Mackenzie, who is dyslexic and was labelled ‘thick and lazy’, left school without qualifications but his compulsion to draw was evident from an early age.
After failing to get into the army, he took on a range of unskilled manual jobs including a spell at Smith’s Dock, before knocking on the door of Cleveland College of Art and Design in 1977.
He met his future wife Susan in 1978 before being accepted at the Byam Shaw College of Art in London where he would study for a BA and set out on his career as an artist.
A spell in London was followed by a return North which saw the couple establish a gallery in Richmond which exists to this day.
After a couple of years living in San Francisco the Thorpes settled in Brighton, although much of his artistic focus and inspiration is focused on his childhood in Middlesbrough.
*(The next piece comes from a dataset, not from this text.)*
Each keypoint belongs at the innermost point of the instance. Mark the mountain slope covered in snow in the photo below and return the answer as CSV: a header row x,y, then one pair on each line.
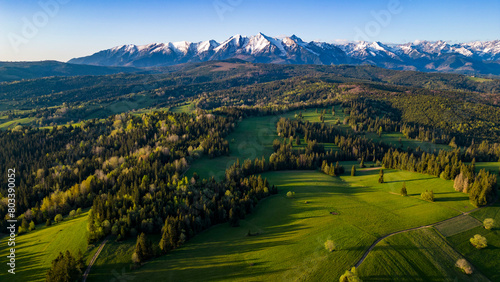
x,y
467,58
The 58-year-old has exhibited all over the world to considerable acclaim, and his pieces are highly sought after, with notable collectors including Bill Wyman of the Rolling Stones, politician William Hague and film director Cameron Mackintosh.
He has also produced special commissions for individuals and institutions including the Elton John Aids Foundation, Her Royal Highness Princess Anne’s Foundation and the British Dyslexia Foundation.
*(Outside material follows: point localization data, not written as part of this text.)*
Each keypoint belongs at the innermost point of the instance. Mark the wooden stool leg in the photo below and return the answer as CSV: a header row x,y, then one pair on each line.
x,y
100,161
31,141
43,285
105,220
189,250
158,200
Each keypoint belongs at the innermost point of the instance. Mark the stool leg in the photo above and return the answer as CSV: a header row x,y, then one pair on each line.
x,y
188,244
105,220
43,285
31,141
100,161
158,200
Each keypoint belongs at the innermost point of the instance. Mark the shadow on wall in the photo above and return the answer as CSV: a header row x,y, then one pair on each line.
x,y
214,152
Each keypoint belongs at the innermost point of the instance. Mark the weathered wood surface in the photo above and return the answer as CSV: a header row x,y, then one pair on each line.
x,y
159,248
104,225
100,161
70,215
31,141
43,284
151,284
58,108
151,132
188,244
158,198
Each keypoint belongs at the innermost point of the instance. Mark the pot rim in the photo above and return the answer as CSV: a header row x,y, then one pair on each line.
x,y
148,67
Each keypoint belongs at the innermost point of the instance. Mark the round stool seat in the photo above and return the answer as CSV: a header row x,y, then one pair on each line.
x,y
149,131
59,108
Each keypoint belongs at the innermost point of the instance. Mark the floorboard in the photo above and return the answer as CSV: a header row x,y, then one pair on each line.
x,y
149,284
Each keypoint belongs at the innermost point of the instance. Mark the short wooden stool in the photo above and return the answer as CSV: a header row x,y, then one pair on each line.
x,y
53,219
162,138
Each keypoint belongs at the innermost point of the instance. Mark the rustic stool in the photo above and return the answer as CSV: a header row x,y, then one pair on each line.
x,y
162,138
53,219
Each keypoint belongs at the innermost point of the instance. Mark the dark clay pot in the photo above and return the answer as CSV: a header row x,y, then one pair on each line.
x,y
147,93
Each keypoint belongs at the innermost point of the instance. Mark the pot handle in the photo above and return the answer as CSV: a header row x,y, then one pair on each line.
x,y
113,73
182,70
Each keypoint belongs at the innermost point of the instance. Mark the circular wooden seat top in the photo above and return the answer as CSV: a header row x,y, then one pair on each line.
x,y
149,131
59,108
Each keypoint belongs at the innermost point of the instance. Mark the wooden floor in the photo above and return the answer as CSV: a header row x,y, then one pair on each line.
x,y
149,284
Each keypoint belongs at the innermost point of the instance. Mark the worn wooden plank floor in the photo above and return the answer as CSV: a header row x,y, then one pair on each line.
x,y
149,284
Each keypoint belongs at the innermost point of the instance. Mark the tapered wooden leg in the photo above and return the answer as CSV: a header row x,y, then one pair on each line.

He fulfilled a long-held ambition in 2010 with the first major presentation of his work in his home town at the Captain Cook Birthplace Museum.
He undertook a signing of his latest book ‘Out of the Shadows’ at the Dorman Museum last year and recently unveiled a brand new series of posters for Middlesbrough’s historic railway station, reflecting the town’s history and heritage and its sense of optimism for the future.
Mackenzie and Susan have been married for 35 years and have two children Owen, 31, and Chloe, 29, both of whom are now married.
Middlesbrough Mayor Ray Mallon said: “This Recognition and Achievement Award is presented on behalf of Mackenzie’s home town and marks a truly exceptional life and career.
“Over more than three decades he has done a huge amount for the town as an ambassador right around the globe, and the town owes him a debt of gratitude for that.
“His paintings have not only brought a great deal of enjoyment and pleasure to a great many people over the years, but they also reflect the huge pride he has in the town, its people and its history.
“He is a passionate advocate for Middlesbrough and I have no doubt that he will continue to tell the town’s story to a worldwide audience for many years to come.”
Mackenzie said: “Middlesbrough never fails to inspire me, so this recognition from my home town is a real honour.
“There’s real sense of optimism in the town at the moment, so I was particularly pleased to be able to display some of my work at Middlesbrough Station recently.
“Susan and I are strong believers that art is for everyone, and we will to continue to promote Middlesbrough on a national and international stage.
“This town has given me a strong sense of community, a sense of humour and the commitment to keep going even when the odds are stacked against you, and those are qualities that I will continue to bring to my work.”